That is why 98% of law firms report owning a document management system (DMS), according to the most recent ILTA Technology Survey.  This is most the logical location for matter-related documents.

 A firm cannot create a process over data it does not know it has; cannot govern, cannot create and implement retention and destruction policies, cannot secure or lockdown unknown entities.  This means matters require centralized, digital file to be maintained and to include all client documents plus related email in order to govern the known.  Lawyers storing documents outside of that electronic file, expose the firm to multiple layers of risk—financial, ethical, regulatory and security risks. 

 Accordingly, law firms have invested heavily in document management systems (DMS) to store client information. The DMS has become the primary productivity and governance tool for firms to service clients and protect their information.

 If the last two years has taught us anything, it’s that our shift in operations to include a home workforce is not temporary. Therefore, law firms need something better than the patched together scan-to-email process established earlier this year.  

 Forced to use existing copier-based technology, law firms are jamming mission critical mail delivery through a system designed for casual use where scanning occurs one document at a time. Quality checks are non-existent, evidenced by the fact that scanned mail is still retained in makeshift filing boxes, or delivered to empty desks for later pickup and review.

 Legal documents arriving in daily mail should not be delivered via scan-to-email for these reasons:

 Scanned documents are stored in the email system, unmanaged. Sensitive client information delivered as attachments violates basic principles of information governance.

  • The email inbox is not a workflow tool and cannot be easily shared with other workers to manage the multi-step process of review, profiling and notification. And there is no way to monitor that every item was properly processed, or even reviewed.
  • Scanned images create larger documents that may violate attachment and/or Inbox size limitations. Not to mention bloated message stores that create headaches for IT managers.
  • Email messages are a key attack vector for phishing attempts while email attachments are a significant source of malware. Building a mission critical application on arguably the weakest link in the IT infrastructure would never be advised if starting from scratch.
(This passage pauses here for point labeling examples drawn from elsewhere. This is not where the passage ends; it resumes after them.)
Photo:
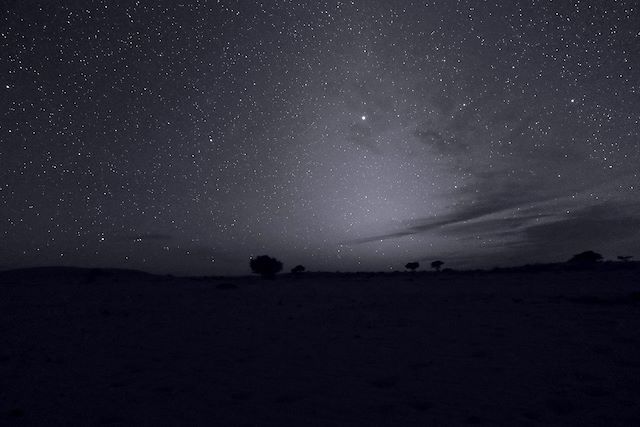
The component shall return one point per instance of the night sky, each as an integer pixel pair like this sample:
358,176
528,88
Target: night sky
185,137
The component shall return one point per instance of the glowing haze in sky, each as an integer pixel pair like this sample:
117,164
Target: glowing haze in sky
347,135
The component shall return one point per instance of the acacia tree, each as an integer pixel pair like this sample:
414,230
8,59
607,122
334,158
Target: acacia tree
437,265
412,266
265,266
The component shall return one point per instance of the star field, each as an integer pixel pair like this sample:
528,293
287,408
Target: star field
352,135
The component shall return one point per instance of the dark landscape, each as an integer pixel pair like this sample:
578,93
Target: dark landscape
320,213
541,345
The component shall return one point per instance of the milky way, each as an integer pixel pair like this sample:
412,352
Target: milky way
353,135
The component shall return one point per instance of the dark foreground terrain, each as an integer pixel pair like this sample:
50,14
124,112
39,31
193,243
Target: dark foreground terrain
81,347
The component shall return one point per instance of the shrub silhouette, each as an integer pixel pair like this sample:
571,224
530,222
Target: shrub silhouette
412,266
298,269
586,258
265,266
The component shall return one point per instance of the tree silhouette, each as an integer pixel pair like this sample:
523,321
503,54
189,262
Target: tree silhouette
298,269
437,265
412,266
265,266
586,258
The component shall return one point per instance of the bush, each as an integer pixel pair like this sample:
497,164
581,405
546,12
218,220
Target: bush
265,266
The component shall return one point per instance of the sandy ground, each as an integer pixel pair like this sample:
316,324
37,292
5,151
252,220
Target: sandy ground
511,349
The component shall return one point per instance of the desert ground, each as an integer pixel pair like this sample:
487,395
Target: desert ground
518,348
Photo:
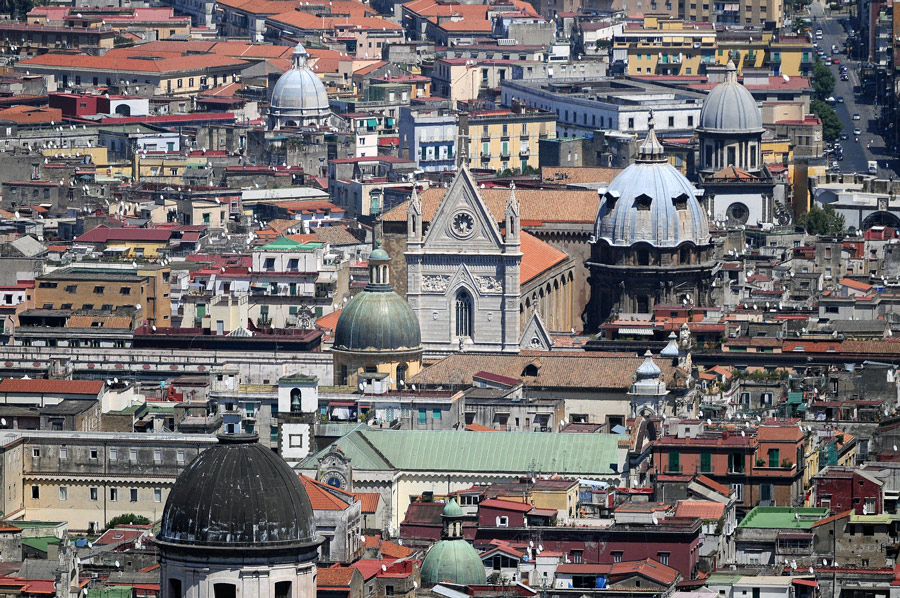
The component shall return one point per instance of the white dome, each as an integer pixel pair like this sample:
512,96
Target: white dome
650,201
729,107
299,92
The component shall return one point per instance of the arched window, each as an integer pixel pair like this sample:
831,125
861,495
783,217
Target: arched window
463,314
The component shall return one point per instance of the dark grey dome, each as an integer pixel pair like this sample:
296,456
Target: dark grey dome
238,494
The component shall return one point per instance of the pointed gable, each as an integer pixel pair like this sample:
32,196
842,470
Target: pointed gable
535,336
463,222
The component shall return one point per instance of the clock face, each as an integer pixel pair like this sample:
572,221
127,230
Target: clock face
463,225
335,480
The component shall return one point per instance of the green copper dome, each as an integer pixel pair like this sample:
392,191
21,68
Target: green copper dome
452,509
377,320
455,561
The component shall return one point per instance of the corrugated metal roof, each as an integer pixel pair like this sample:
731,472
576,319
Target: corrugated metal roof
429,450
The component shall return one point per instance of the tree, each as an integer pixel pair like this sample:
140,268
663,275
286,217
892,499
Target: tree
831,123
822,221
127,519
822,81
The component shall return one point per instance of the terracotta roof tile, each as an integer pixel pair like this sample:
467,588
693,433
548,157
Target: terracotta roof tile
537,205
556,370
334,577
71,387
119,62
537,257
369,501
703,509
648,568
714,485
322,499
 If the firm’s existing scanning system is not well suited to take on this important application, what does a modern, productive and secure mailroom operation look like?

 The modern mailroom is digital. Utilizing intelligent, asynchronous processes to enable current clerical operators to work productively and with minimal training scan, QC, and securely deliver daily mail as searchable PDFs to the firm’s DMS of choice, e.g. iManage or NetDocuments.

 Ideally, operators should not require user access to the DMS, nor should they need to learn complex profiling procedures. The solution must support batch processing yet still works with any multi-function copier. Firms will also need automated quality controls and a remote help desk to provide operational integrity.

 The good news is that a digital mailroom, run optimally, will routinely digitize the biggest remaining flow of inbound paper documents - daily mail. The better news is that longstanding paper-to-digital initiatives will now accelerate, without the pushback from attorneys who insist on paper files. A digital mailroom now becomes the driver towards a conclusive paper-to-digital transformation.